His parents, Joe and Kate, were Russian Jewish immigrants. Joe's surname was originally Fisch, but became Fisher upon entry to the United States.
Joe Fisher was a man who was said to take out his frustrations on his wife and children, which makes it rather ironic that one of Fisher's biggest hits, "Oh! My Pa-Pa," is a celebration of a great father-son relationship.
To his family, Eddie Fisher was always called "Sonny Boy" or "Sonny," which may have been an allusion to a song made famous by Al Jolson. It was known at an early age that he had talent as a vocalist and he started singing in numerous amateur contests, which he usually won. He sang on the radio in high school and was later on Arthur Godfrey's Talent Scouts, a popular contest that was broadcast over the radio before moving to television.
By 1946 Fisher was crooning with the bands of Buddy Morrow and Charlie Ventura. He was heard by Eddie Cantor at Grossinger's Resort in the Catskills of upstate New York in 1949. Upon joining Cantor's radio show he was an instant hit and gained nationwide exposure. He was then signed to a contract with RCA-Victor Records.
Fisher was drafted into the Army in 1951 and sent to Texas for basic training. He served a year in Korea.
The photos of him in uniform during his time in the Service did not hurt his civilian career, after his discharge he became even more popular singing in top nightclubs. He also had a variety television series, Coke Time with Eddie Fisher (NBC) (1953)-(1957), appeared on Perry Como's show, The Chesterfield Supper Club, the George Gobel Show, and had another series, The Eddie Fisher Show (NBC) (1957)-(1959).
A pre-Rock and Roll vocalist, Eddie Fisher's strong and melodious tenor made him a teen idol and one of the most popular singers of the 1950s. He had seventeen songs in the Top 10 on the music charts between 1950 and 1956 and thirty-five in the Top 40, which included the 1955 song "I Love You."
In 1956, Fisher costarred with wife Debbie Reynolds in the musical comedy Bundle Of Joy. He played a serious role in the 1960 drama BUtterfield 8 with wife Elizabeth Taylor.

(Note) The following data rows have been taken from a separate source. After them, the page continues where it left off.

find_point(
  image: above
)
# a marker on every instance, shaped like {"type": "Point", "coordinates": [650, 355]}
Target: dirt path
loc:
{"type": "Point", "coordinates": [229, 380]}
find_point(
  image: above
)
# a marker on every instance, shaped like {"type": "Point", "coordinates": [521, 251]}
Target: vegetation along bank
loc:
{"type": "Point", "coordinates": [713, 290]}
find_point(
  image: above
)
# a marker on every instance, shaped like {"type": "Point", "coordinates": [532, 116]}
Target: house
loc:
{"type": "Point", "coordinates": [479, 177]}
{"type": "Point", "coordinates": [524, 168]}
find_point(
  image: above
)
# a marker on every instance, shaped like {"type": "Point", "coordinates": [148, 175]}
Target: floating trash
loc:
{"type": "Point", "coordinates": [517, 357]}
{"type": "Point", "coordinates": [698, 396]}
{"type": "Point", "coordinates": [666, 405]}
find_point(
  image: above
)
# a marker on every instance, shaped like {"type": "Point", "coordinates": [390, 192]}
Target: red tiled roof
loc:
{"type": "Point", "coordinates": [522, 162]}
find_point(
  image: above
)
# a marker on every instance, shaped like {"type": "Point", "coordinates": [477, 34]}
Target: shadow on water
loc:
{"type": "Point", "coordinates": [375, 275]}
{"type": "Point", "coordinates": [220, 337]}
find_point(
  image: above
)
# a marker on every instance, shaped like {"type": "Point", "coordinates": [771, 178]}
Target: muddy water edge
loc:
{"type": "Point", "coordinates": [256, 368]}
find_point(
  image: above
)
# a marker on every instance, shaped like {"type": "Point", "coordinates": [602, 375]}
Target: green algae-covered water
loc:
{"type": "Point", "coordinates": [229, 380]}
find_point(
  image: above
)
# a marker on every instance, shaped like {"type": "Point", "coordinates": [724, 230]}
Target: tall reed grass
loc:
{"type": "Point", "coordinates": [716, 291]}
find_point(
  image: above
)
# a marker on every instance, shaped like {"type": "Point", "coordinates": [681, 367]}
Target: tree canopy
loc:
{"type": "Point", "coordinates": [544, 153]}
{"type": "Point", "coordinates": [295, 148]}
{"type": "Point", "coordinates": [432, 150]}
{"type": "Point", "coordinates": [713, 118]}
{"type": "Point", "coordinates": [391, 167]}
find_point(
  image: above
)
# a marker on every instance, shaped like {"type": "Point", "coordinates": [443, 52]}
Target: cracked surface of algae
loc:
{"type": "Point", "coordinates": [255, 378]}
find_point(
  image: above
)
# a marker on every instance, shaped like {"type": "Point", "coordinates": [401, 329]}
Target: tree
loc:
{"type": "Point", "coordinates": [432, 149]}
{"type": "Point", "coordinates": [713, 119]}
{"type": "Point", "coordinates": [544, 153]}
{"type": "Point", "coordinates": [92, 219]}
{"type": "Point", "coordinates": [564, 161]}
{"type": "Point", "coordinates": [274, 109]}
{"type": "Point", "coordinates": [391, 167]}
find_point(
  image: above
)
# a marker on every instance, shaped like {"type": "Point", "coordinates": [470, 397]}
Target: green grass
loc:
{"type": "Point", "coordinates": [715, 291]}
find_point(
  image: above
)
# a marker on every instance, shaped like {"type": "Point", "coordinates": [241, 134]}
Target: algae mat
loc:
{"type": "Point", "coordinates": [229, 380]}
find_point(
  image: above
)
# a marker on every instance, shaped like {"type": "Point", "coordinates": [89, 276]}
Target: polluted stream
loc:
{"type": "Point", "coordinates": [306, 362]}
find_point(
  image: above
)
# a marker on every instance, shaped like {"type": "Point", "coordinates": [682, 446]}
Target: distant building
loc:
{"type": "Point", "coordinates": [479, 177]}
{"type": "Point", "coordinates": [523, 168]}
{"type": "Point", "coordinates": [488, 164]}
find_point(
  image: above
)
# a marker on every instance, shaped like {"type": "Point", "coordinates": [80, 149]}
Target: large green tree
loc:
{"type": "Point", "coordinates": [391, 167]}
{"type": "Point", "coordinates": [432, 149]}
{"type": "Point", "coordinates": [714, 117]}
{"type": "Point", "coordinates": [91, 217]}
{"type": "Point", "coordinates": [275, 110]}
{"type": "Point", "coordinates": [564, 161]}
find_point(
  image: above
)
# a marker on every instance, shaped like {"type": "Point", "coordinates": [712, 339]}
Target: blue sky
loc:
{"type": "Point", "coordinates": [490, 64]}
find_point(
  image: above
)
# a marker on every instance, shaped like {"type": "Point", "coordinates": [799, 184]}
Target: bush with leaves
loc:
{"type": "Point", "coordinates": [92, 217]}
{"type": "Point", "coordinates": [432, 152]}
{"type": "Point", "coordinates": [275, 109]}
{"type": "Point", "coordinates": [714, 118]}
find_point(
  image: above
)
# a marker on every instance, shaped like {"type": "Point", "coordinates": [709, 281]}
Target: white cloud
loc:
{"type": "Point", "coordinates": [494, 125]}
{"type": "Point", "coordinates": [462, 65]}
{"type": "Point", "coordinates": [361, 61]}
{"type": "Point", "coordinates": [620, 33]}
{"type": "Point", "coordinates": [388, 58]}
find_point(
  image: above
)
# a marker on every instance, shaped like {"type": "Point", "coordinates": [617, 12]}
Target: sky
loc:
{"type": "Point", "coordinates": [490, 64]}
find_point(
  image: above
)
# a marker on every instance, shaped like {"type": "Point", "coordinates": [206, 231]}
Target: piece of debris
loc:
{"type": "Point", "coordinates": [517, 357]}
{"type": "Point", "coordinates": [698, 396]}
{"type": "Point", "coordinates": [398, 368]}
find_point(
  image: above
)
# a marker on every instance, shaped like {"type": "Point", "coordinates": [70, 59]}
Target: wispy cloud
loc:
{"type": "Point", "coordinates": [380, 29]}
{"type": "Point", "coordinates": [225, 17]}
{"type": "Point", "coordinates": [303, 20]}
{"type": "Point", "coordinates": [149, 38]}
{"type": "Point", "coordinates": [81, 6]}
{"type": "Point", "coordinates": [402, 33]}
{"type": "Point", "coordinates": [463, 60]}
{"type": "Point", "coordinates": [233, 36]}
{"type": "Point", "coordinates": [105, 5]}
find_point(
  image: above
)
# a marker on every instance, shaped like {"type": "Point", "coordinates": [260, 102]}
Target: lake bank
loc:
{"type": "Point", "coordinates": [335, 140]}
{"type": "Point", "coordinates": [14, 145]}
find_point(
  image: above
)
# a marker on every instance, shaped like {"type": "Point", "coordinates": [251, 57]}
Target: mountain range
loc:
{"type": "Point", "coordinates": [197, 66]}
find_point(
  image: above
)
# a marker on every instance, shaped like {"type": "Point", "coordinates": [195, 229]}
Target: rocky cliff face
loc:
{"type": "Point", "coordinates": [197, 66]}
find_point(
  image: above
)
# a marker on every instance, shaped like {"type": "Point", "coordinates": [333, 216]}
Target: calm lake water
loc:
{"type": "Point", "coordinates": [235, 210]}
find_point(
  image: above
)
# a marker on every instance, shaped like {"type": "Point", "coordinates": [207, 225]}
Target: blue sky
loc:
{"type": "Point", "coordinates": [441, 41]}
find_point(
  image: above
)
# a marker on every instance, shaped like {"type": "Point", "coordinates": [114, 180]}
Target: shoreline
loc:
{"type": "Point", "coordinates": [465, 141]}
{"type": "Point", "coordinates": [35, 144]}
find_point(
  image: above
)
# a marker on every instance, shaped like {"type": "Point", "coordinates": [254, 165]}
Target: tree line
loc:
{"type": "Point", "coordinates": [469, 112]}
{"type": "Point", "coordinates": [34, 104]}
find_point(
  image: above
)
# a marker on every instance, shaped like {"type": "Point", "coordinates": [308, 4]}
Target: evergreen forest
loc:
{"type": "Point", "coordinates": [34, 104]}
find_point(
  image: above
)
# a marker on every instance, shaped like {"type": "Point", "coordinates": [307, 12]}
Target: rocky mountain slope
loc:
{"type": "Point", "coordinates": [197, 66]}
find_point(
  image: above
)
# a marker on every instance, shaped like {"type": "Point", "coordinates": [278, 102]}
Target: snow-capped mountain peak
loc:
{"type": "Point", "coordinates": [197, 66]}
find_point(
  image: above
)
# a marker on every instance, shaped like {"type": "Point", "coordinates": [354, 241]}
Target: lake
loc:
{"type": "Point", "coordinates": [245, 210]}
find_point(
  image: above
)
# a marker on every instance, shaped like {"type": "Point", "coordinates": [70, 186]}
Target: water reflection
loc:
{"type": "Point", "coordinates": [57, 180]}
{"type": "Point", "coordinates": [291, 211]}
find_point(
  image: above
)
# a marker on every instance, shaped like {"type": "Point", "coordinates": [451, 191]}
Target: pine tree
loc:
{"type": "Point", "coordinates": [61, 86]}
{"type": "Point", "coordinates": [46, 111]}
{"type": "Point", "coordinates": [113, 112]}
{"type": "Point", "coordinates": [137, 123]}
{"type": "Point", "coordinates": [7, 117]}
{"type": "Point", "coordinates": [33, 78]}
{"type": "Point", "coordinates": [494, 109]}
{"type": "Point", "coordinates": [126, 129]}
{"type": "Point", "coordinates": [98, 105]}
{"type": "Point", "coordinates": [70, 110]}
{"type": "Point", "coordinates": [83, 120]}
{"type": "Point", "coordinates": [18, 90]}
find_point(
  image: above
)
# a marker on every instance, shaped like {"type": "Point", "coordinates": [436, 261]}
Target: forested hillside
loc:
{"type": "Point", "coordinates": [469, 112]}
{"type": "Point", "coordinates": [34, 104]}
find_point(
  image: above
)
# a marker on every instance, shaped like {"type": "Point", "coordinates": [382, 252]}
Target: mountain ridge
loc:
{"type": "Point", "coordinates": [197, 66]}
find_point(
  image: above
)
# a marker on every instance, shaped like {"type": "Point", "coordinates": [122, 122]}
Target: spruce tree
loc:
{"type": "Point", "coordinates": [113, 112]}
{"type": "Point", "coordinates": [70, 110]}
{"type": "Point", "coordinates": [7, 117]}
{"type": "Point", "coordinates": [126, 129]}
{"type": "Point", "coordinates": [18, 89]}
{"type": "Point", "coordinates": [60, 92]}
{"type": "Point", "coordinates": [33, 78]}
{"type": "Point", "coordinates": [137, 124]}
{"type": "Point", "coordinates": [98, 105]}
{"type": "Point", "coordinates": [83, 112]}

His best friend was showman/producer Mike Todd, who died in a plane crash in 1958. Fisher's affair and subsequent marriage to Todd's famous widow caused a show business scandal because he and his first wife, also famous, had a very public divorce.
Eddie Fisher has been married five times, first to actress Debbie Reynolds (1955-1959), second to actress Elizabeth Taylor (1959-1964), third to actress Connie Stevens (1967-1969), fourth to Terry Richard (1975-1976) and fifth to Betty Lin (1993-2001).
His last wife, Betty Lin, died April 15, 2001 in San Francisco, California.
Fisher is the father of two children by Reynolds, actress Carrie Fisher and Todd Fisher, and he is the father of two children by Stevens, actress Joely Fisher and actress Tricia Leigh Fisher.
In the 1960s he changed recording labels, moving to Ramrod Records. He also recorded for Dot Records. He then returned to RCA and had a minor singles hit in 1966 with the song Games That Lovers Play, which became the title of his best selling album. His last album for RCA was an Al Jolson tribute, You Ain't Heard Nothing Yet.
Fisher has performed in top concert halls all over the United States and headlined in major Las Vegas showrooms.
In 1981, he wrote his autobiography, Eddie: My Life, My Loves. He wrote another book in 1999 titled Been There, Done That.
Eddie Fisher has two stars on the Hollywood Walk of Fame, one for Recording, at 6241 Hollywood Boulevard, and one for TV, at 1724 Vine Street.